If you own shares in Red Emperor Resources NL (ASX:RMP) then it's worth thinking about how it contributes to the volatility of your portfolio, overall. In finance, Beta is a measure of volatility. Volatility is considered to be a measure of risk in modern finance theory. Investors may think of volatility as falling into two main categories. The first type is company specific volatility. Investors use diversification across uncorrelated stocks to reduce this kind of price volatility across the portfolio. The other type, which cannot be diversified away, is the volatility of the entire market. Every stock in the market is exposed to this volatility, which is linked to the fact that stocks prices are correlated in an efficient market.
Some stocks see their prices move in concert with the market. Others tend towards stronger, gentler or unrelated price movements. Beta can be a useful tool to understand how much a stock is influenced by market risk (volatility). However, Warren Buffett said 'volatility is far from synonymous with risk' in his 2014 letter to investors. So, while useful, beta is not the only metric to consider. To use beta as an investor, you must first understand that the overall market has a beta of one. A stock with a beta greater than one is more sensitive to broader market movements than a stock with a beta of less than one.
What does RMP's beta value mean to investors?
Looking at the last five years, Red Emperor Resources has a beta of 1.20. The fact that this is well above 1 indicates that its share price movements have shown sensitivity to overall market volatility. If the past is any guide, we would expect that Red Emperor Resources shares will rise quicker than the markets in times of optimism, but fall faster in times of pessimism. Beta is worth considering, but it's also important to consider whether Red Emperor Resources is growing earnings and revenue. You can take a look for yourself, below.

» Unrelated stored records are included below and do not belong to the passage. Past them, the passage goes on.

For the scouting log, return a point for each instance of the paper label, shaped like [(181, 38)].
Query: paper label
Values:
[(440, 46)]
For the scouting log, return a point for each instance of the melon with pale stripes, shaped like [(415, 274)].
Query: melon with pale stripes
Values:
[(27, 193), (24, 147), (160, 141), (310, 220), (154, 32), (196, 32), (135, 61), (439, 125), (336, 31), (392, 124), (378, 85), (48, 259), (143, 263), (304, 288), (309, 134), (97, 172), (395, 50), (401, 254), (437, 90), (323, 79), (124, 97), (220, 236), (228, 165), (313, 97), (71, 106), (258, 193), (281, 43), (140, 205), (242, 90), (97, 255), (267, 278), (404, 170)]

Could RMP's size cause it to be more volatile?
With a market capitalisation of AU$5.3m, Red Emperor Resources is a very small company by global standards. It is quite likely to be unknown to most investors. It has a relatively high beta, suggesting it is fairly actively traded for a company of its size. Because it takes less capital to move the share price of a small company like this, when a stock this size is actively traded it is quite often more sensitive to market volatility than similar large companies.
What this means for you:
Since Red Emperor Resources tends to moves up when the market is going up, and down when it's going down, potential investors may wish to reflect on the overall market, when considering the stock. In order to fully understand whether RMP is a good investment for you, we also need to consider important company-specific fundamentals such as Red Emperor Resources’s financial health and performance track record. I highly recommend you dive deeper by considering the following:
- Past Track Record: Has RMP been consistently performing well irrespective of the ups and downs in the market? Go into more detail in the past performance analysis and take a look at the free visual representations of RMP's historicals for more clarity.

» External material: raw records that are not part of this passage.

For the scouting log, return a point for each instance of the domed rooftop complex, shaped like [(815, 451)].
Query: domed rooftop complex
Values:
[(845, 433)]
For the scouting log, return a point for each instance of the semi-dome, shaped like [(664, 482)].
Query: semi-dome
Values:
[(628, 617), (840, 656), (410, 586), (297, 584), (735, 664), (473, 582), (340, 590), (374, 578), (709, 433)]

- Other High-Performing Stocks: Are there other stocks that provide better prospects with proven track records? Explore our free list of these great stocks here.

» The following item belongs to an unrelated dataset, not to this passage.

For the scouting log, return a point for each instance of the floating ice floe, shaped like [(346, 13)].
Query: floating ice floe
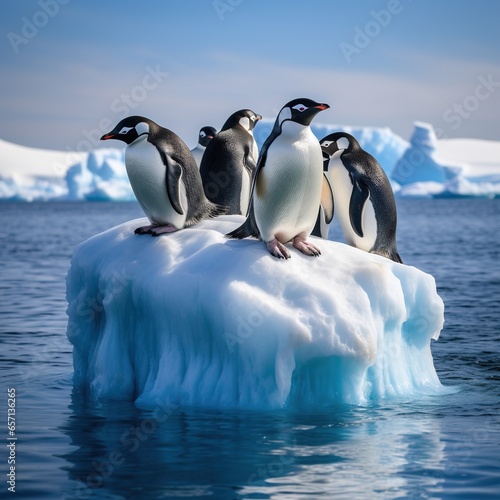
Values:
[(447, 167), (193, 318)]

We aim to bring you long-term focused research analysis driven by fundamental data. Note that our analysis may not factor in the latest price-sensitive company announcements or qualitative material.
If you spot an error that warrants correction, please contact the editor at email@example.com. This article by Simply Wall St is general in nature. It does not constitute a recommendation to buy or sell any stock, and does not take account of your objectives, or your financial situation. Simply Wall St has no position in the stocks mentioned. Thank you for reading.